Coal industry halved by 2050 but greater costs avoided under net zero plan

Coal industry halved by 2050 but greater costs avoided under net zero plan

The value of coal exports will halve as the country slashes its greenhouse gas emissions under the Coalition’s plan to meet its net zero by 2050 commitment, with modelling of the proposal revealing huge financial penalties if Australia fails to take action.

The modelling, released on Friday afternoon, also shows much of the government’s plan relies on international carbon offset permits and that without technological breakthroughs yet to occur, Australia will only achieve 85 per cent of its 2050 target.

Prime Minister Scott Morrison campaigning in Melbourne on Friday, before the release of modelling of the government’s net zero plan.Credit:Wayne Taylor

The government released its plan to net zero on October 26 but held back the deeper analysis, which is a composition of traditional economic modelling and “bottom-up” research by consultancy group McKinsey based on its own database of low emission technologies.

It finds that Australia, by adopting a net zero target, will achieve net economic benefits of about $2000 per person compared to not taking any action.

Almost a fifth of that gain is achieved by avoiding a “risk premium” being imposed on Australian businesses and governments for failing to commit to net zero. The analysis suggests the economic cost of this higher cost of borrowing could amount to 0.9 per cent of GDP by 2030 or more than $30 billion a year.

The modelling argues that adopting a net zero target will produce more jobs than are lost, finding a net gain of 62,000 jobs in regional, export-facing, energy and heavy industry sectors.

Up to 52,000 jobs could be created in minerals need for clean energy technologies, such as cobalt, copper and nickel. Most of those are likely to be created in southern Western Australia, the Pilbara and regional South Australia.

But the modelling notes the value of coal exports will be halved by 2050. It does not report the number of job losses caused by this hit to the sector.

Coal producing areas such as the Hunter Valley in NSW could enjoy thousands of direct jobs in new manufacturing for renewable energy, such as wind turbines, or “green ammonia”.

McKinsey estimates more than 100,000 direct jobs could be created in export and domestic sectors if there is a rapid and lasting uptake of “advanced technologies” that help reduce Australia’s overall emissions.

The report makes explicit it did not examine the financial costs to Australia from climate change.

The government has so far promised at least $21 billion towards supporting new industries and businesses to reach the net zero target. But the modelling confirms this will still fall well short of the stated aim, reaching 85 per cent.

The rest has to be made up by technological breakthroughs that are yet to be created.

Energy Minister Angus Taylor said the modelling backed the government’s plan.

“The modelling shows that a clear focus on driving down technology costs will enable Australia to achieve net zero emissions by 2050 without putting industries, regions or jobs at risk,” he said.

“We’ve set out a credible pathway to net zero by 2050 while preserving our existing industries, establishing Australia as a leader in low emissions technologies and positioning our regions to prosper.”

The report makes clear the importance of international carbon offset permits to reach an 85 per cent reduction in Australia’s emissions.

After all the expected reductions from technological advances, Australia is still expected to be producing 215 million tonnes of greenhouse gases a year by 2050. International permits are assumed to reduce this by another 94 million tonnes.
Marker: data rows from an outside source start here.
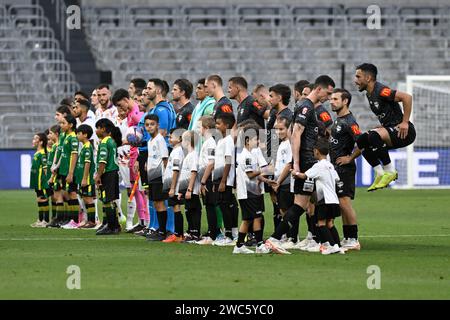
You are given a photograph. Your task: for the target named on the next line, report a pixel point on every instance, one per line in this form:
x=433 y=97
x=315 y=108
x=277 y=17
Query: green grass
x=33 y=262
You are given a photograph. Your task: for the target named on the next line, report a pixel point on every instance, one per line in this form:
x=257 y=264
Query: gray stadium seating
x=34 y=76
x=266 y=44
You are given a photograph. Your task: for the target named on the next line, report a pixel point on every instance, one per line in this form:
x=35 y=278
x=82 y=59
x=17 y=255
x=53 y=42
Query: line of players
x=221 y=153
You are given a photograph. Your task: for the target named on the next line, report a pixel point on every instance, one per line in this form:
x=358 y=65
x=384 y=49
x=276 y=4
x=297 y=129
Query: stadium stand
x=34 y=75
x=266 y=44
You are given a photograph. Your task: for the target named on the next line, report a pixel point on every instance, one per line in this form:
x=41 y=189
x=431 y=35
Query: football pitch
x=404 y=233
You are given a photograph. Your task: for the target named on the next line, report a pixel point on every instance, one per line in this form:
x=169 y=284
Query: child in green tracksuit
x=38 y=180
x=84 y=173
x=107 y=176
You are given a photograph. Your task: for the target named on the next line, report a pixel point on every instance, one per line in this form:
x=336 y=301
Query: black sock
x=59 y=211
x=276 y=215
x=90 y=208
x=379 y=147
x=241 y=237
x=227 y=218
x=104 y=218
x=178 y=217
x=234 y=208
x=66 y=211
x=189 y=220
x=346 y=230
x=40 y=211
x=292 y=215
x=162 y=220
x=211 y=217
x=315 y=226
x=258 y=236
x=46 y=210
x=196 y=220
x=353 y=231
x=293 y=232
x=74 y=209
x=324 y=235
x=54 y=212
x=43 y=211
x=335 y=235
x=371 y=157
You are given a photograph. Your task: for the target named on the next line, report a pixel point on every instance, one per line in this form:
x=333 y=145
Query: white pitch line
x=64 y=239
x=112 y=238
x=405 y=236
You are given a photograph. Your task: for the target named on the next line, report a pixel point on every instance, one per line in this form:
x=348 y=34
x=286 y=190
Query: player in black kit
x=304 y=136
x=344 y=133
x=396 y=131
x=181 y=93
x=248 y=107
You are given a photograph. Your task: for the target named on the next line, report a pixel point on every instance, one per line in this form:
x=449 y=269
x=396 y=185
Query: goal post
x=428 y=158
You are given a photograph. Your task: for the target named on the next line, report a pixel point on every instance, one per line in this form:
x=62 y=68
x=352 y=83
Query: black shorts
x=193 y=203
x=251 y=208
x=88 y=191
x=345 y=187
x=49 y=190
x=109 y=190
x=398 y=143
x=173 y=201
x=285 y=197
x=327 y=211
x=57 y=184
x=41 y=193
x=155 y=190
x=263 y=205
x=209 y=197
x=304 y=187
x=69 y=187
x=142 y=160
x=225 y=197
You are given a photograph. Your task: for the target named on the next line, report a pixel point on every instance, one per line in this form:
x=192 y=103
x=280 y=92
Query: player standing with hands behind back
x=107 y=176
x=396 y=131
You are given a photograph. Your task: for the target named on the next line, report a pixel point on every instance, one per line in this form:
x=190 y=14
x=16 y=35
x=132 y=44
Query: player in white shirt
x=106 y=109
x=123 y=155
x=205 y=168
x=189 y=187
x=223 y=175
x=266 y=171
x=156 y=164
x=249 y=193
x=283 y=166
x=325 y=177
x=170 y=181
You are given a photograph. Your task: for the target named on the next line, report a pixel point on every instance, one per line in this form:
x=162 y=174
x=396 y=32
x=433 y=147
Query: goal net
x=426 y=163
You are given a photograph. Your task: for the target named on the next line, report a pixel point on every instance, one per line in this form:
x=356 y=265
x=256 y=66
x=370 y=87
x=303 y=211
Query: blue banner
x=431 y=168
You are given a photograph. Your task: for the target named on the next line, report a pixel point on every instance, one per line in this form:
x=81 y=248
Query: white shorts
x=124 y=176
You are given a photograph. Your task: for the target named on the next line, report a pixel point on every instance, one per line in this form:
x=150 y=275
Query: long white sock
x=118 y=203
x=131 y=210
x=82 y=207
x=379 y=170
x=96 y=209
x=389 y=167
x=234 y=232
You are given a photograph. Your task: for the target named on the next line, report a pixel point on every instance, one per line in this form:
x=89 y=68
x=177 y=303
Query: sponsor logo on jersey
x=385 y=92
x=324 y=116
x=355 y=129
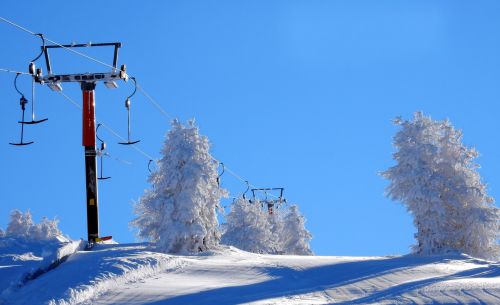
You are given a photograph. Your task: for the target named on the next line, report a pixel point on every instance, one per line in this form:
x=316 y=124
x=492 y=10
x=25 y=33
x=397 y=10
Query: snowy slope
x=132 y=274
x=22 y=260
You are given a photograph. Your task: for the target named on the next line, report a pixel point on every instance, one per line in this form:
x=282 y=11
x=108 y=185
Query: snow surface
x=133 y=274
x=22 y=260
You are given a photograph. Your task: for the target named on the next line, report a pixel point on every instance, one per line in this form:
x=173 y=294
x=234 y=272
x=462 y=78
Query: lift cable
x=56 y=43
x=141 y=89
x=13 y=71
x=116 y=134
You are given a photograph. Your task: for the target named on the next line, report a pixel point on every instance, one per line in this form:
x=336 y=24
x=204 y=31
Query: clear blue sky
x=298 y=94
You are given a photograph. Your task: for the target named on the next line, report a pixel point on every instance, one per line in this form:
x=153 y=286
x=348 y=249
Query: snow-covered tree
x=294 y=234
x=45 y=230
x=436 y=178
x=248 y=228
x=179 y=212
x=21 y=225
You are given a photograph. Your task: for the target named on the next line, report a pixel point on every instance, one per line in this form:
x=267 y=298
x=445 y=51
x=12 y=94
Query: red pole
x=88 y=141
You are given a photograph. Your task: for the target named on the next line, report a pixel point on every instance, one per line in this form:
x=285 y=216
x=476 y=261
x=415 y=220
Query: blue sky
x=298 y=94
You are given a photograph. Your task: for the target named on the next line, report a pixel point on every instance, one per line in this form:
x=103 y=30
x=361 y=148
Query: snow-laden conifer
x=179 y=212
x=21 y=225
x=436 y=178
x=295 y=237
x=248 y=228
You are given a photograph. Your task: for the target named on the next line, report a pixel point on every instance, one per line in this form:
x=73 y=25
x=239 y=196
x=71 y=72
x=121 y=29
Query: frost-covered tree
x=21 y=225
x=436 y=178
x=179 y=212
x=248 y=228
x=47 y=229
x=296 y=238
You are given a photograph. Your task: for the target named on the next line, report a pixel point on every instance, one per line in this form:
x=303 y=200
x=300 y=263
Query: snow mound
x=22 y=260
x=135 y=274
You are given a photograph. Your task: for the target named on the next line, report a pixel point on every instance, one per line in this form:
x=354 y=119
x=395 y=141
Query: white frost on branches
x=250 y=227
x=436 y=178
x=21 y=225
x=247 y=227
x=179 y=212
x=295 y=237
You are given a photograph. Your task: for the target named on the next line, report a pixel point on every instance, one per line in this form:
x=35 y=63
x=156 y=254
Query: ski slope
x=133 y=274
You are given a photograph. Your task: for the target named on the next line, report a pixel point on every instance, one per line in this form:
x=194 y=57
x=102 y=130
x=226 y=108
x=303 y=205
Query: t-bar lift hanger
x=22 y=101
x=36 y=74
x=127 y=105
x=270 y=202
x=101 y=153
x=88 y=83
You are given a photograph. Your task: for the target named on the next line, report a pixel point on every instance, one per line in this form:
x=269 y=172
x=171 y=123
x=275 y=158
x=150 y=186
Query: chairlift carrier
x=270 y=202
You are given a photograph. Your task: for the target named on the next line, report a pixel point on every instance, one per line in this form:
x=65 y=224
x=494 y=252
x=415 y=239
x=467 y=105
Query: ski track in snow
x=132 y=274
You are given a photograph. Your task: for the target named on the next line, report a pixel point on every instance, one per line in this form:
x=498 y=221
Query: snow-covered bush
x=21 y=225
x=179 y=212
x=251 y=228
x=436 y=178
x=294 y=234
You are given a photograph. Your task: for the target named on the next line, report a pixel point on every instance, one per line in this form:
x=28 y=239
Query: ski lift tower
x=88 y=82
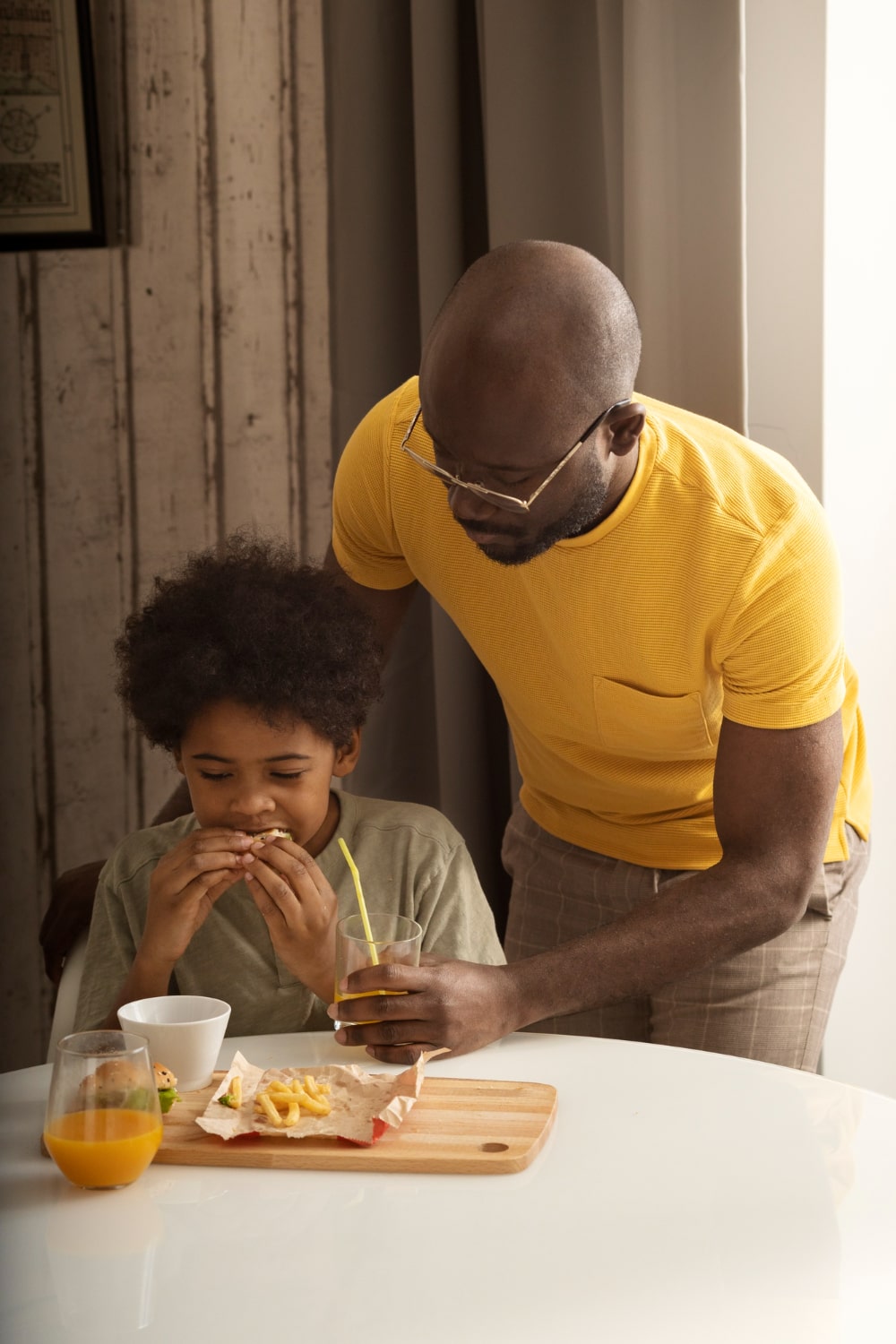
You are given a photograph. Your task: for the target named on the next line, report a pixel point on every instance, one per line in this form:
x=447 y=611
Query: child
x=257 y=674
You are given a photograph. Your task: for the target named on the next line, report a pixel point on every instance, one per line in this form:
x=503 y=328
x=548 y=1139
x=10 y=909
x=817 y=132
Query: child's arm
x=183 y=890
x=298 y=908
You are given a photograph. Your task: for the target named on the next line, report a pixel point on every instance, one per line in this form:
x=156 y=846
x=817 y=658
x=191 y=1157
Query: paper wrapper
x=357 y=1097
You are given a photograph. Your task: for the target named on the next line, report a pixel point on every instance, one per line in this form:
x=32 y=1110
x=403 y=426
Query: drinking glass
x=104 y=1123
x=392 y=938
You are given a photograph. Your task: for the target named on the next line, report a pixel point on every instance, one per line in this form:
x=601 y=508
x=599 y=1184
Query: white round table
x=681 y=1198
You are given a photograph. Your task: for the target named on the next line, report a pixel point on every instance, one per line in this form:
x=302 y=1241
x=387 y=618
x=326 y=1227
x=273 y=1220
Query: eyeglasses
x=506 y=502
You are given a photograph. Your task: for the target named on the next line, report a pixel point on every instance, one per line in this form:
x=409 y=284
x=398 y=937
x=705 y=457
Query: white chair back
x=64 y=1015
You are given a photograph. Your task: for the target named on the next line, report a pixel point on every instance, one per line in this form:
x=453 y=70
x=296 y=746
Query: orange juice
x=97 y=1148
x=371 y=1021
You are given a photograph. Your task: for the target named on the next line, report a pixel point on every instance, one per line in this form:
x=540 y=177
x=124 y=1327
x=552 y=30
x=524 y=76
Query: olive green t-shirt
x=411 y=859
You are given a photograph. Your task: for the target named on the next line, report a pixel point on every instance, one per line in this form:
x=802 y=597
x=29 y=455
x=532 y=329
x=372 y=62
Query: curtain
x=454 y=126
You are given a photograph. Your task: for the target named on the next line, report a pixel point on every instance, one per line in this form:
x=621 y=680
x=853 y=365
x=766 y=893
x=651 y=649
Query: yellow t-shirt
x=712 y=589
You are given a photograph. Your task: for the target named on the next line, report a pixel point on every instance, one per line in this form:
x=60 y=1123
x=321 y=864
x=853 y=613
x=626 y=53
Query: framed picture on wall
x=50 y=185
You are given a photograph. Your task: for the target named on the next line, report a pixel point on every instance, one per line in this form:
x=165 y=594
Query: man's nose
x=469 y=507
x=252 y=801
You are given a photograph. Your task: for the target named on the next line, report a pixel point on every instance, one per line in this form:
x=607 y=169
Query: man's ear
x=347 y=757
x=626 y=425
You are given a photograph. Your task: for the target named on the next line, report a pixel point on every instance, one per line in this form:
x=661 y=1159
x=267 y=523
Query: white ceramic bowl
x=185 y=1034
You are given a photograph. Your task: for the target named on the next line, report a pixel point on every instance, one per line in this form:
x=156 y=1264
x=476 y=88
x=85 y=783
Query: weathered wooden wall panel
x=169 y=319
x=156 y=394
x=24 y=795
x=308 y=263
x=249 y=125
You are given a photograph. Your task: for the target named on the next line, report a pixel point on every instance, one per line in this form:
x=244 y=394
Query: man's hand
x=458 y=1004
x=69 y=914
x=298 y=906
x=185 y=884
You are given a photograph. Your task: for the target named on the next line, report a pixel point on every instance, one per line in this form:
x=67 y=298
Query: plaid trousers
x=769 y=1003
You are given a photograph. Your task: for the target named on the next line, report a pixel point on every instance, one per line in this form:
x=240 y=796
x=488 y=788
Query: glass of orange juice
x=392 y=938
x=104 y=1124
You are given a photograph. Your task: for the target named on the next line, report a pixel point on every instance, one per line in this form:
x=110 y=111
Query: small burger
x=167 y=1085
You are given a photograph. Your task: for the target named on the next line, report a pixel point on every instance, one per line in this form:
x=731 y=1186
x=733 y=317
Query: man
x=659 y=604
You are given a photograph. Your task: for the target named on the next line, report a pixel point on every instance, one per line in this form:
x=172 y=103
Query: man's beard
x=583 y=515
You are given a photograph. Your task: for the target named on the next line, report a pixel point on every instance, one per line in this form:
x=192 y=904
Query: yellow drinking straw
x=357 y=878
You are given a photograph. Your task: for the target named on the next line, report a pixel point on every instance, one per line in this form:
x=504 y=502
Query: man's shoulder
x=144 y=849
x=747 y=481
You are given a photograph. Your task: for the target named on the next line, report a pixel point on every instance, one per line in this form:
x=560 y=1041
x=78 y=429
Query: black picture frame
x=50 y=175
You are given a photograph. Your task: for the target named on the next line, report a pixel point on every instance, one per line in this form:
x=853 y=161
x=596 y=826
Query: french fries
x=281 y=1104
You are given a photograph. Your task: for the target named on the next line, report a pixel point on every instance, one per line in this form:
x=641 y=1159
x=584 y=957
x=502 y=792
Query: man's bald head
x=536 y=314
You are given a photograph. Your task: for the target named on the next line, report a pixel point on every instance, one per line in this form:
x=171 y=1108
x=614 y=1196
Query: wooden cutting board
x=457 y=1125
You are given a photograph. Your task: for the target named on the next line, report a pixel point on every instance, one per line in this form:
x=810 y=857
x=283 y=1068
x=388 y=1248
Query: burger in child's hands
x=167 y=1085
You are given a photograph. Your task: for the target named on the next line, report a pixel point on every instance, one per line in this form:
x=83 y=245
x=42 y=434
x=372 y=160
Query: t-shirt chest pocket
x=659 y=728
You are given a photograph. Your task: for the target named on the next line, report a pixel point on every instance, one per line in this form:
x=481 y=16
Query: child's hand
x=185 y=884
x=300 y=908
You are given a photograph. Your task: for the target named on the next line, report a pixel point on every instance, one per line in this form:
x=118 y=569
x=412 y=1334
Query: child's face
x=246 y=774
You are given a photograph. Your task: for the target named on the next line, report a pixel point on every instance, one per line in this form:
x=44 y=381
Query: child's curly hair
x=247 y=623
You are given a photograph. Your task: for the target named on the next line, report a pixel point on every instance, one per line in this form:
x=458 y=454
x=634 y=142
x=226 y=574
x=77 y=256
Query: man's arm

About 300,000 hectares of land will be required for farm plantings to further reduce emissions.

The modelling shows that trying to cut emissions without sequestering carbon in land or using international offset permits will be extremely expensive. It estimates the cost per tonne could reach $400, which would be 16 times more than the cost assumed by McKinsey across its report.

The government-commissioned modelling of its net zero policy did not cost the impact of climate change on Australia.Credit:NSW Coroners Court

Such expensive abatement would support “backstop” technology, such as direct air capture, which entails the removal of greenhouse gases from the air.

Mr Morrison this week released the Coalition’s new electric vehicles policy, promising $178 million into areas including public EV charging and hydrogen refuelling infrastructure.

The modelling expects 90 per cent of the national car fleet to be zero emission vehicles by 2050. But most of that uptake occurs after 2030.

Labor’s climate change spokesman Chris Bowen said the fact the report was released on a Friday afternoon did not bode well for the research.

“It took the Coalition almost a decade to release a ‘scamphlet’ on net zero, and weeks more to release the detail,” he said.

“Labor will take the necessary time to consider this detail, as a responsible alternative government should.”

Greens leader Adam Bandt said the government’s ambition was so low, the plan failed to reach net zero.

“This is a piece of fiction trying to cover up inaction,” he said.